The median income in Singapore is defined as the midpoint of the income distribution for resident workers, meaning exactly half of all employed residents earn above this figure and half earn below it. For 2026, this benchmark matters more than ever. I’ll be honest: I first looked up these numbers out of pure curiosity, wanting to know how my own earnings stacked up against my peers.
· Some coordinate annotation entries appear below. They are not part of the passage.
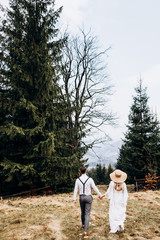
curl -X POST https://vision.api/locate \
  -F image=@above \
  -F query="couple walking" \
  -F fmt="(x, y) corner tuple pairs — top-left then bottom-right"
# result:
(73, 166), (128, 238)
What I found was genuinely illuminating, and if you are a young adult or working professional asking the same question, this guide gives you the full picture, including the latest household and individual figures, profession-specific comparisons, and practical steps to use this data for your own financial planning.

What is the median income in Singapore right now?

The median monthly household market income for resident households in Singapore reached S$12,446 in 2025, crossing the S$12,000 mark for the first time. This represents a 7.7% nominal increase and a 6.8% real growth from the 2024 figure of S$11,558, meaning wages are genuinely rising faster than inflation. For most working Singaporeans, this is an encouraging signal about the direction of the labour market.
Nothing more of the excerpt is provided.